To better understand how you can take advantage of the data scraping functionality, let’s create an automation that extracts some specific information from Amazon.
It is recommended to run your web automations on Internet Explorer 11 and above, Mozilla Firefox 50 or above, or the latest version of Google Chrome.
Let’s say you are a sports gear vendor and are interested in finding out the latest prices for volleyball balls on Amazon. You can do the following:
- Open Internet Explorer and navigate to www.amazon.com.
- In the search box type "volleyball ball" and press Enter. Results are displayed in the web page.
- In Studio, on the Design tab, in the Wizards group, click Data Scraping. The Extract Wizard is displayed.
- Following the wizard, select the first and last items in the web page. The Configure Columns wizard step is displayed.
- Select the Extract URL check box.
- Change the name of the column headers.
- Click Next. A preview of the data is displayed and the fields you selected are highlighted in the web browser.
- Click the Extract Correlated Data button. The Extract Wizard starts again.
- Following the wizard again indicate the prices of the items.
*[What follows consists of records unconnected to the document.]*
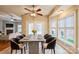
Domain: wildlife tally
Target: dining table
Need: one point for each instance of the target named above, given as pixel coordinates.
(33, 44)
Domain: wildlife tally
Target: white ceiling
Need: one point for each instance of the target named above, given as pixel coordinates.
(61, 8)
(17, 10)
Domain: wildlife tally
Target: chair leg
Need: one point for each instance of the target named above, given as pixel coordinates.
(54, 51)
(51, 51)
(24, 50)
(21, 51)
(44, 51)
(11, 51)
(16, 51)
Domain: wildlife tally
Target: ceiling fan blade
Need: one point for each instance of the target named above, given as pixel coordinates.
(38, 10)
(27, 9)
(26, 13)
(39, 14)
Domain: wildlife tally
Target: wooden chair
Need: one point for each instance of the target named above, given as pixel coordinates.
(16, 46)
(51, 42)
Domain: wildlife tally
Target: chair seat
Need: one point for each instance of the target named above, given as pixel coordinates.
(21, 46)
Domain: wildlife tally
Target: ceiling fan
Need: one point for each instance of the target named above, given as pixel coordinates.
(12, 18)
(33, 11)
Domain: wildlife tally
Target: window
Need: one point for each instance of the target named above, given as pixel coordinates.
(70, 30)
(19, 28)
(37, 26)
(53, 27)
(61, 32)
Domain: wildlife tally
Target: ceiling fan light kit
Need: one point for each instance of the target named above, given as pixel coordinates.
(33, 12)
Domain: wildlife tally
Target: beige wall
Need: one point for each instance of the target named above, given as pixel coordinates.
(70, 11)
(38, 19)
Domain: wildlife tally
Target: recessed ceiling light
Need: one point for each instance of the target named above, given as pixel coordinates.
(61, 11)
(12, 20)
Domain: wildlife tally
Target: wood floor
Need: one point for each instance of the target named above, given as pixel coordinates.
(4, 44)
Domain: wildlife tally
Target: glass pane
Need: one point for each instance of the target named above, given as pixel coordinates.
(30, 28)
(53, 23)
(53, 32)
(19, 28)
(61, 23)
(39, 28)
(70, 37)
(61, 34)
(70, 21)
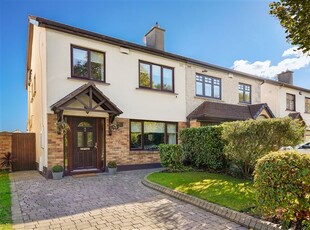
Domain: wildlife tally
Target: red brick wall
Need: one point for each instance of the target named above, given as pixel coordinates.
(118, 149)
(55, 143)
(117, 145)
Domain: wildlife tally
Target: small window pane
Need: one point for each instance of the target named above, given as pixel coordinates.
(154, 133)
(240, 96)
(307, 105)
(97, 68)
(156, 77)
(171, 128)
(80, 63)
(80, 139)
(145, 78)
(167, 79)
(172, 133)
(208, 90)
(172, 138)
(199, 88)
(84, 124)
(155, 127)
(216, 91)
(247, 97)
(90, 142)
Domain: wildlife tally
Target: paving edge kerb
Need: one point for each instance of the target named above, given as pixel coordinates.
(237, 217)
(17, 217)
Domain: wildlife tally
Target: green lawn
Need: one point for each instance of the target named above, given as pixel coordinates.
(5, 202)
(226, 191)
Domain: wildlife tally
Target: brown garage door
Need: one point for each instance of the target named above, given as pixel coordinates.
(24, 151)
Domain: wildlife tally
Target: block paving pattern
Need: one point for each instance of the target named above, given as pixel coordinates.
(102, 202)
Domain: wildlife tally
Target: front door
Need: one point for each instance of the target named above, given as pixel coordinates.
(85, 144)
You get to the Configure Columns step.
- Change the name of the new column, and click Next. The data preview is displayed.
- (Optionally) Change the order of the columns by dragging them in place.
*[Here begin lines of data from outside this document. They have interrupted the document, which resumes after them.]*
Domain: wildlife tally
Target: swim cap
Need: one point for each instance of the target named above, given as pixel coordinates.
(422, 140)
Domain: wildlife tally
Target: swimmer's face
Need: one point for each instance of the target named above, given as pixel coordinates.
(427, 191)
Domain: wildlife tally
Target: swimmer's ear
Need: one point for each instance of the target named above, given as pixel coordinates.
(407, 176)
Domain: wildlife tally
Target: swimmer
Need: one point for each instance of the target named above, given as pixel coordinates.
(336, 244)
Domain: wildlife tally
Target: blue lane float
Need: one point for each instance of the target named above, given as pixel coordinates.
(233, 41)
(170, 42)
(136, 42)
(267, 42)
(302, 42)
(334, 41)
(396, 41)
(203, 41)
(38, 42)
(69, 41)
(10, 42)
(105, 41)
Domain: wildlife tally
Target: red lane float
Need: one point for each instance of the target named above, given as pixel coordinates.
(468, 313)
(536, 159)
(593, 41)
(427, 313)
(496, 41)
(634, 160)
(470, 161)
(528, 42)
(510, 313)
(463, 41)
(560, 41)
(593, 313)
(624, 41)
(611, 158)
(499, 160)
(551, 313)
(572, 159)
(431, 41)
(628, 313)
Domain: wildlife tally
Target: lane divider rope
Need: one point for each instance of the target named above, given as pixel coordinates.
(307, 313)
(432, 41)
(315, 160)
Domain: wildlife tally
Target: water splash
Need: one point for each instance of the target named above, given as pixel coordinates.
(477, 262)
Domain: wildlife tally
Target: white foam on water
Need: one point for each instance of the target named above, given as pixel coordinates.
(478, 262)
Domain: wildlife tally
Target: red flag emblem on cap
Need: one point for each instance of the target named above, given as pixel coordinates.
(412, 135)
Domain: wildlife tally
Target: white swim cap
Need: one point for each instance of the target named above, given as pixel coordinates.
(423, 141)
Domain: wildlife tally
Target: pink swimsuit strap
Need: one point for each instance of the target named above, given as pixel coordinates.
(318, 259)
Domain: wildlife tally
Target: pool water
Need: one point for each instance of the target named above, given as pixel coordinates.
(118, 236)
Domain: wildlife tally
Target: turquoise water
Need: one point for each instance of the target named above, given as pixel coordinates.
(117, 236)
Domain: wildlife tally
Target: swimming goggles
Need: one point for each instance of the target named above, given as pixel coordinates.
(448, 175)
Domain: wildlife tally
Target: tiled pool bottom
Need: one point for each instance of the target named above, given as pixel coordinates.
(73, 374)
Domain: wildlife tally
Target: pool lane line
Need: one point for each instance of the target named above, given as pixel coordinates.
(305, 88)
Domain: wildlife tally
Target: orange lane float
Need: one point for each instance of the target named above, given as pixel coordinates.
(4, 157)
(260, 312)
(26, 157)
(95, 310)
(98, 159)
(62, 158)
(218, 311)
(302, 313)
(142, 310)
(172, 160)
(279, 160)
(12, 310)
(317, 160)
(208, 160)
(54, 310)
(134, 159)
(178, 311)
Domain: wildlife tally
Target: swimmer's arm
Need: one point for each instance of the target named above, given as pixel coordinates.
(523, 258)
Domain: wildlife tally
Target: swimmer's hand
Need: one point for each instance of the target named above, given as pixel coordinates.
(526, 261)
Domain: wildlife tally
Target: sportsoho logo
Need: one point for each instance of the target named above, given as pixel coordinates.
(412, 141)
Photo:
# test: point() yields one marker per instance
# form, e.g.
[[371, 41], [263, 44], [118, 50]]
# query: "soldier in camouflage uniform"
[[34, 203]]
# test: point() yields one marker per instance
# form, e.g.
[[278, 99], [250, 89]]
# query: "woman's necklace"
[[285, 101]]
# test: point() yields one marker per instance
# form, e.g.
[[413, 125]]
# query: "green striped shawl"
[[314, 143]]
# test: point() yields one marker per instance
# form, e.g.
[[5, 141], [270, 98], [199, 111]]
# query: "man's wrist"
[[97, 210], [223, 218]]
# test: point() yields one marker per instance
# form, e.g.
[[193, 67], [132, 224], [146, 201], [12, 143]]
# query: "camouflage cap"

- Click Finish. The Indicate Next Link window is displayed prompting you to indicate the Next button if the spans more than one page.
- Click Yes and select the Next Page button in Amazon. The project is saved and displayed in the Designer panel. Note that a data table variable, ExtractDataTable, has been automatically generated.
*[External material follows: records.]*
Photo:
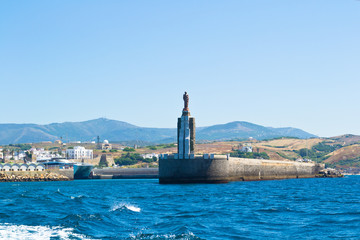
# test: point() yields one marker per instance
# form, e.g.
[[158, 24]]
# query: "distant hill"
[[243, 130], [114, 130]]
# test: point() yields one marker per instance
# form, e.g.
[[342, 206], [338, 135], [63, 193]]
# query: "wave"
[[184, 236], [10, 231], [122, 206]]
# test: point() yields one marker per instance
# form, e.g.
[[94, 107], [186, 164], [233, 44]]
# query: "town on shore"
[[339, 153]]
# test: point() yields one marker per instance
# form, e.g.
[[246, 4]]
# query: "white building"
[[79, 152], [106, 145], [149, 155], [246, 148]]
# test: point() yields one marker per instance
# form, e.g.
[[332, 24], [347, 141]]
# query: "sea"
[[317, 208]]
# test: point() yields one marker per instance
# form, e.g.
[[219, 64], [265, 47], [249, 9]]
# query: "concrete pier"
[[222, 169]]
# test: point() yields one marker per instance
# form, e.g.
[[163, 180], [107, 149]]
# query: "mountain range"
[[117, 131]]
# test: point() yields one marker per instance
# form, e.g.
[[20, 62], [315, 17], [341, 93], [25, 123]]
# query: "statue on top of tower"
[[186, 102]]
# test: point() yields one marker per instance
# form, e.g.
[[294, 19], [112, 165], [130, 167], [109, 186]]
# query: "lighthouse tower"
[[186, 131]]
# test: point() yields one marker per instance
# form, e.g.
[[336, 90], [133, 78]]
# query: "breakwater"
[[126, 173], [222, 169]]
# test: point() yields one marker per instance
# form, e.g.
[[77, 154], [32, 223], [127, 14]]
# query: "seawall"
[[126, 173], [223, 169]]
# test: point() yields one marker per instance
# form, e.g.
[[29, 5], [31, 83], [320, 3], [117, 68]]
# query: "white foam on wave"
[[10, 231], [125, 205]]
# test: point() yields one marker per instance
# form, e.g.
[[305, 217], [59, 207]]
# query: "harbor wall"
[[222, 169], [126, 173]]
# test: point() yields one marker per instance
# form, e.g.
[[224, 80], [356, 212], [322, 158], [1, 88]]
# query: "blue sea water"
[[143, 209]]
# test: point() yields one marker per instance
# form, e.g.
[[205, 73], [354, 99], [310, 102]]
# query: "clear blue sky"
[[275, 63]]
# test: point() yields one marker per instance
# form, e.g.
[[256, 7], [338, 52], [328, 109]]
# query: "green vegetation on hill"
[[161, 146], [132, 158], [241, 154], [318, 152]]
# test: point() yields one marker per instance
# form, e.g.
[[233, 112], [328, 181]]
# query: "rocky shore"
[[45, 176]]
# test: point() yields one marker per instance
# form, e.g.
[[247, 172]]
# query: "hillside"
[[118, 131]]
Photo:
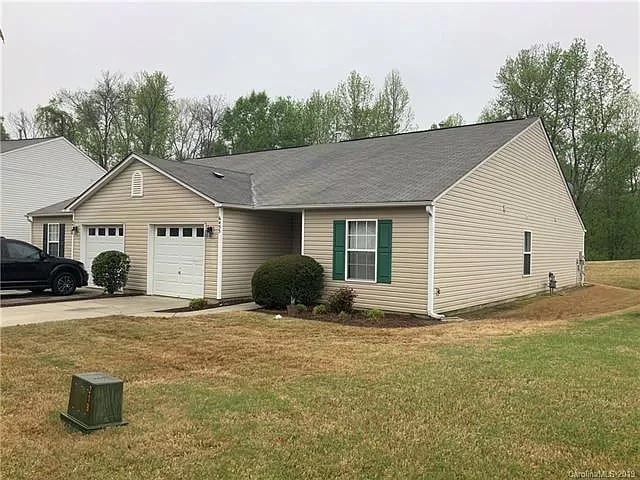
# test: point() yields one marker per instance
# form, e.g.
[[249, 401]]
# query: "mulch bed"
[[359, 319]]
- Drag an Excel Application Scope activity under the Data Scraping container.
Install the Excel activities package using the Manage Packager to have access to these activities.
- In the Properties panel, in the WorkbookPath field, type the file path of an existing Excel file to which you want to write the data.
- In the Variables panel, change the scope of the automatically generated data table variable to Sequence.
- In the Excel Application Scope, drag a Write Range activity.
- In the Properties panel, in the DataTable field, add the ExtractDataTable variable. The final project should look as in the following screenshot.
- Press F5. The automation is executed.
- Open the Excel file you used at step 15. Note that all columns are populated correctly.